Depuis que vous avez pris l’excellente habitude de perdre deux minutes en ma compagnie le vendredi, je commence à vous connaître. Vous n’aimez pas que je vous mène en bateau. Et je ne peux pas vous en vouloir. Alors je vais vous dire les choses telles qu’elles sont: aux confins de 2018, tout est bloqué. Partout autour de nous. Novembre est un nœud humide. Les trois prochains paragraphes seront donc un peu maussades (après, le soleil revient, promis).

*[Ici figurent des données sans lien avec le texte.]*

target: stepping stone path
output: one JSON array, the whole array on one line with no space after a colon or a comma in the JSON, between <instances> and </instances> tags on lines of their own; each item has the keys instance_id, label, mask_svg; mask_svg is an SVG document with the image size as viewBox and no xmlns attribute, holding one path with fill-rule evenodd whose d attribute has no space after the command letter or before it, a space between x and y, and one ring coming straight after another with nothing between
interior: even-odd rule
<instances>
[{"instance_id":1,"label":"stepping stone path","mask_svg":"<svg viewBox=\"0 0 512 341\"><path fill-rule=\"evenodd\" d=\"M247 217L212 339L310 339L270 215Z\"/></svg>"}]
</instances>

Genève, pour commencer. Plus rien ne bouge. La République est suspendue au destin tragique de son président déchu qui s’accroche. Stupéfiée par les affaires aussi, et stupéfaite devant les mœurs de ses édiles. Le nœud n’a pas fini de se resserrer d’ailleurs: à la glaciation succédera le déluge populiste, et les factieux du «tous pourris» proliféreront sur les notes de frais comme des champignons de Paris sur un bon crottin de percheron.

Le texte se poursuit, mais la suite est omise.